See the demo overview using Docker if you want to try a complete setup quickly. In short:

docker run -p 8080:8080 -p 8081:8081 -p 8022:22 -ti jenkinsci/workflow-demo

and browse localhost:8081.

Presentations

Workflow Meetup London (Mar 2015): slides

Webinar Orchestrating the Continuous Delivery Process in Jenkins with Workflow (Dec 2014): video

JUC San Francisco (Oct 2014): video

Detailed guides

Reusing build steps from freestyle projects

Using version control from a workflow

Development

Running from sources

If you want to try running recent development changes, rather than released binaries, you have two options. You can run directly from the source tree; from the root of the repository:

mvn -DskipTests clean install && mvn -f aggregator hpi:run

Then visit http://localhost:8080/jenkins/ to play with the plugins.

(If your IDE supports compile-on-save mode this is especially convenient since each hpi:run will pick up compiled changes from member plugins without needing to run to package phase.)

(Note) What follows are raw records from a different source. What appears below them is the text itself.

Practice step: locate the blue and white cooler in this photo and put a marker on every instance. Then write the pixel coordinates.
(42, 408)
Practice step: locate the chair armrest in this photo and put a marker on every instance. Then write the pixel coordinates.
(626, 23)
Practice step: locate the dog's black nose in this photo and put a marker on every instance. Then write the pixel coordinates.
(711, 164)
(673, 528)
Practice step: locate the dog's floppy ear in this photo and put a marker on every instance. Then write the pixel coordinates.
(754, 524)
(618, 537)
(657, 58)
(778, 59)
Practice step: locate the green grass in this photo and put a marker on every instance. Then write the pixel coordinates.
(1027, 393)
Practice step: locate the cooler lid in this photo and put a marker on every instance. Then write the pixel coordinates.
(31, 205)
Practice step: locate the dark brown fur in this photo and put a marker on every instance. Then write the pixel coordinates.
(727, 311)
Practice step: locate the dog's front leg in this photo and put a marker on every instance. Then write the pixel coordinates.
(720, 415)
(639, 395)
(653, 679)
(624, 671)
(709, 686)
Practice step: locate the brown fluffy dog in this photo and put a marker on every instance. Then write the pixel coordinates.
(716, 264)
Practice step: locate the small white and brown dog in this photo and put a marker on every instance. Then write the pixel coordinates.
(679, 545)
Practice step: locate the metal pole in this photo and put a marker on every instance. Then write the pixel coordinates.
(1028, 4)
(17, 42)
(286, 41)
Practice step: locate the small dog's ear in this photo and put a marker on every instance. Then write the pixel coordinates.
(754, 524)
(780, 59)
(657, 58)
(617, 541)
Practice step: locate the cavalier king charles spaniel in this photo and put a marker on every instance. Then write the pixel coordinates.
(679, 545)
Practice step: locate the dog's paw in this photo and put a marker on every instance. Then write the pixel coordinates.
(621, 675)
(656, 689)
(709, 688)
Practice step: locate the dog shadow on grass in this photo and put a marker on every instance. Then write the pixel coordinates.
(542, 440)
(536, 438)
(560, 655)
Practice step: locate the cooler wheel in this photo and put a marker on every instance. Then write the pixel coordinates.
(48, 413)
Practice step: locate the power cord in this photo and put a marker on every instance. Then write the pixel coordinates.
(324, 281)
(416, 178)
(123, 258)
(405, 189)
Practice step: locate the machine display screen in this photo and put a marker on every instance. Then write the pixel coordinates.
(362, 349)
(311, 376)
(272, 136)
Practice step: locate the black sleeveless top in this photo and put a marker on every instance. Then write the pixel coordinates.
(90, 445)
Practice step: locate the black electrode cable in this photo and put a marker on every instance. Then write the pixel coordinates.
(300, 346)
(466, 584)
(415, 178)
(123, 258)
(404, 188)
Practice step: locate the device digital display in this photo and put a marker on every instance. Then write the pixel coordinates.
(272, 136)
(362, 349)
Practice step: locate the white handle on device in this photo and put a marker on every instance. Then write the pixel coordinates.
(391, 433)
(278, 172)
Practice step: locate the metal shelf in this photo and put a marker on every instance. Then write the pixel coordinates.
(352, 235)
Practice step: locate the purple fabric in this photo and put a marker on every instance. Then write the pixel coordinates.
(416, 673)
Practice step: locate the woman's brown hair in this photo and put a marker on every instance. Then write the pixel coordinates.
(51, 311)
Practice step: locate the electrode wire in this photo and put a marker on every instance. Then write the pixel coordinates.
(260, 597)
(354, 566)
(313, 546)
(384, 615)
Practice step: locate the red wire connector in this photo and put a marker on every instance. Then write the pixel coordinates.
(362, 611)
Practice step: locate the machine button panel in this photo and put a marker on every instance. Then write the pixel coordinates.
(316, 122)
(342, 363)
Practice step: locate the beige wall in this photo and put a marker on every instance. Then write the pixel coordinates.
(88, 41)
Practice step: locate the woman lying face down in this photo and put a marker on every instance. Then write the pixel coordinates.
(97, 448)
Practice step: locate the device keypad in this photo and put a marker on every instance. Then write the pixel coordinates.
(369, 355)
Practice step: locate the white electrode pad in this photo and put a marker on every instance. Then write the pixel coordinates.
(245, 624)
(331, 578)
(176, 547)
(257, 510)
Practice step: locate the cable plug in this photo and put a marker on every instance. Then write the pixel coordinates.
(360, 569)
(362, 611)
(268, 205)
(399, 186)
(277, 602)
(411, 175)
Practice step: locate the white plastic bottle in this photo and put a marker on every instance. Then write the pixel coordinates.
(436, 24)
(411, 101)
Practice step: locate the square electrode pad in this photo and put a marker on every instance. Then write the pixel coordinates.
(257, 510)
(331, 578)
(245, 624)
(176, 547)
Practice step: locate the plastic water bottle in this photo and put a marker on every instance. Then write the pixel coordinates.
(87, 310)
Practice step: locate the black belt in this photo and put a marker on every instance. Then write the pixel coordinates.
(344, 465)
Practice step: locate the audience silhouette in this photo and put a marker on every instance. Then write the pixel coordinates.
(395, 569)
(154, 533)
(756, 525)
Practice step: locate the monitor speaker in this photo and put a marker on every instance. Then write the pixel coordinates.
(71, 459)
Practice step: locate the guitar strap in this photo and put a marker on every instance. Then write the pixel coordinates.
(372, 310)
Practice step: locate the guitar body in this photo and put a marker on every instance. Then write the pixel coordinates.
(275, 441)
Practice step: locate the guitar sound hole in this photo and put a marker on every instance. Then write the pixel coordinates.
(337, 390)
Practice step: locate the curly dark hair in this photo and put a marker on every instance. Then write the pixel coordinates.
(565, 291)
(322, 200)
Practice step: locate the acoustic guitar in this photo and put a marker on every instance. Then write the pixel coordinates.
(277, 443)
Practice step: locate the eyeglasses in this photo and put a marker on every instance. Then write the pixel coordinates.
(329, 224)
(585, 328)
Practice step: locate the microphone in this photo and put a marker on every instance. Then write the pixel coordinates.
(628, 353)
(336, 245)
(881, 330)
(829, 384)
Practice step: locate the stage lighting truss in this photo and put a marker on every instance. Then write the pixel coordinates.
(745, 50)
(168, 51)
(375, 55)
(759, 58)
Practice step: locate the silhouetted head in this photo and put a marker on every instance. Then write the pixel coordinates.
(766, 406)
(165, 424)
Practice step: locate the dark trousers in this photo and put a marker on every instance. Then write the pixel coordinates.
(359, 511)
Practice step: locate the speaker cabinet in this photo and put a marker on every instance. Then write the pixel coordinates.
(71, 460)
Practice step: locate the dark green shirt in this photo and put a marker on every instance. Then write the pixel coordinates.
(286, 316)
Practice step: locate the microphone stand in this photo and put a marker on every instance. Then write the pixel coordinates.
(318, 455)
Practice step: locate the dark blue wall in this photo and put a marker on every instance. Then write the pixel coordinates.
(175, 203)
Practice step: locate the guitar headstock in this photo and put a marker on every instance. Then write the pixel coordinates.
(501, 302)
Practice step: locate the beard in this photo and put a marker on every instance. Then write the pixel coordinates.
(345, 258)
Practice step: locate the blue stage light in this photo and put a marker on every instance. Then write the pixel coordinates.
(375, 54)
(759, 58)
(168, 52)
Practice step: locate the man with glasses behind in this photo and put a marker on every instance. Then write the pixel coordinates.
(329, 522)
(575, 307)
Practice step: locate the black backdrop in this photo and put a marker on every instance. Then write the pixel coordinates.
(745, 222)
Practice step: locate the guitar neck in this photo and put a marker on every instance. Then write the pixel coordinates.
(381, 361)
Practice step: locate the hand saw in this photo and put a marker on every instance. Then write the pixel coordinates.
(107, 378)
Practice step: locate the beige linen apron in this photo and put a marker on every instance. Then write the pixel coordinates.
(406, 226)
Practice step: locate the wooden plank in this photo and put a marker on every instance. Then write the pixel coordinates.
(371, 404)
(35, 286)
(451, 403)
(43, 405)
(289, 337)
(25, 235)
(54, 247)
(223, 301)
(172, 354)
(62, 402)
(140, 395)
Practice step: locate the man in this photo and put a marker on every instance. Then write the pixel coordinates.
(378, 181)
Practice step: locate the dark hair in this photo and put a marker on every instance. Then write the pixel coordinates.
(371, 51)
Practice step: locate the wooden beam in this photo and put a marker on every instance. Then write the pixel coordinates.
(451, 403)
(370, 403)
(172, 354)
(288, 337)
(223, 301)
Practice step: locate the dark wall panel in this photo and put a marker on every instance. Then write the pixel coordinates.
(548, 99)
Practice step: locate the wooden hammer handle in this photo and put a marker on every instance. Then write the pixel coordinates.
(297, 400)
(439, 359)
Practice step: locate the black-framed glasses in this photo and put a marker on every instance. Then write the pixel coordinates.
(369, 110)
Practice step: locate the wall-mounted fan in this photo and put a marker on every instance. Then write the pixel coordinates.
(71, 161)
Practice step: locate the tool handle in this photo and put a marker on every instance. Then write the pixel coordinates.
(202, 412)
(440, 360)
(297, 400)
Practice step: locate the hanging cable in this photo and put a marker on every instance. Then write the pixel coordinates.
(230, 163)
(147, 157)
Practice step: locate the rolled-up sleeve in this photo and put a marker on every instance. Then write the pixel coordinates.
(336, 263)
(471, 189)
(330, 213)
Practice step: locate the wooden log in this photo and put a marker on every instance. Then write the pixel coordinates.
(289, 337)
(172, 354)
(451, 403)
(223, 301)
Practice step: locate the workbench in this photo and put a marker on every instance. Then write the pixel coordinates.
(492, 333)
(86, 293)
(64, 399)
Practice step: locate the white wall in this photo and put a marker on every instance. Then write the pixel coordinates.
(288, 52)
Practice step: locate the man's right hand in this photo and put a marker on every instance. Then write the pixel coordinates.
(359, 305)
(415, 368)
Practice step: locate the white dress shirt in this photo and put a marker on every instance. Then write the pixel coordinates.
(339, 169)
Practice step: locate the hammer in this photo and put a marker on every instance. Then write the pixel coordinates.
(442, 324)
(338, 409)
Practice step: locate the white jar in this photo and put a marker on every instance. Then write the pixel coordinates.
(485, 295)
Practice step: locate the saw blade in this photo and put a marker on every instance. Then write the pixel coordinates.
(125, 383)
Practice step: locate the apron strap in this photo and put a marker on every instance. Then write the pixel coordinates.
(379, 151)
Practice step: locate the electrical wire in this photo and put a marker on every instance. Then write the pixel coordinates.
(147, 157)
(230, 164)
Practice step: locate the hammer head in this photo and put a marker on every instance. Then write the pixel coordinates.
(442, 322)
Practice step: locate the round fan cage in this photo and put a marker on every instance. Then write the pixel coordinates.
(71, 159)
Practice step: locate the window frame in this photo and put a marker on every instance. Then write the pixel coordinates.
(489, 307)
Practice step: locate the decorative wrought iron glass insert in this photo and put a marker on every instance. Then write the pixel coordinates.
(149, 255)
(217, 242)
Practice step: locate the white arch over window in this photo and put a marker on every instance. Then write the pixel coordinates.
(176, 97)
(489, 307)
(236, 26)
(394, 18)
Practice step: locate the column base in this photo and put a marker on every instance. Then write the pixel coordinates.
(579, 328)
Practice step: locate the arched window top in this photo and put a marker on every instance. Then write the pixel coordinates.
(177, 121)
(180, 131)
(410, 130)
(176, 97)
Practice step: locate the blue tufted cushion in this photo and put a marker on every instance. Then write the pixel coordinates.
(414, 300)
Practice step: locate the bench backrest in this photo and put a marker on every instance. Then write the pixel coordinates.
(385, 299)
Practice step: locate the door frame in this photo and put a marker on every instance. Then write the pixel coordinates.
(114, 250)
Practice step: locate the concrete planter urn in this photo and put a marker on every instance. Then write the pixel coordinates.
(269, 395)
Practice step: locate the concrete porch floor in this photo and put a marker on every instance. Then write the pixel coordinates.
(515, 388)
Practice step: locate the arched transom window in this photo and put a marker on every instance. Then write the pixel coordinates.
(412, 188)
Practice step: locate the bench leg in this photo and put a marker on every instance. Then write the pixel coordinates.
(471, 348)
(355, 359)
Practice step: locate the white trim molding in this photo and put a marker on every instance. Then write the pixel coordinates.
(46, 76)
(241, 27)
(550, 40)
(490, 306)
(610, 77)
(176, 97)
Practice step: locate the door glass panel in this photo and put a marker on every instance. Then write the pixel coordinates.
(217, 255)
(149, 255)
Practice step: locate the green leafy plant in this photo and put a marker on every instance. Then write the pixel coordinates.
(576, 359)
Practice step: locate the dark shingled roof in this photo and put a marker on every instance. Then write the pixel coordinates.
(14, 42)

You can also run the Docker demo with snapshot binaries:

make -C demo run-snapshot

The snapshot Docker demo is mainly useful for verifying the effect of ongoing changes on future demo binary releases. You get the cd sample job set up, but your environment is thrown away if you kill the Docker container (for example with Ctrl-C). When using hpi:run the same aggregator/work/ home directory is reused so long as you do not explicitly delete it.

Source organization

While the implementation is divided into a number of plugins, for ease of prototyping they are all kept in one repository using snapshot dependencies.

  • step-api defines a generic build step interface (not specific to flows) that many plugins could in the future depend on.
  • basic-steps add some generic step implementations. There is more documentation there.
  • api defines the essential aspects of flows and their executions. In particular, the engine running a flow is extensible and so could in the future support visual orchestration languages.
  • support adds general implementations of some internals needed by flows, such as storing state.
  • job provides the actual job type and top-level UI for defining and running flows.
  • durable-task-step uses the durable-task plugin to define a shell script step that can survive restarts.
  • scm-step adds SCM-related steps. There is more documentation there.
  • cps is the flow engine implementation based on the Groovy language, and supporting long-running flows using a continuation passing style transformation of the script.
  • cps-global-lib adds a Git-backed repository for Groovy libraries available to scripts.
  • stm is a simple engine implementation using a state transition machine, less intended for end users than as a reference for how engines can work. Currently only partly implemented.
  • aggregator is a placeholder plugin allowing you to mvn hpi:run and see everything working together, as well as holding integration tests.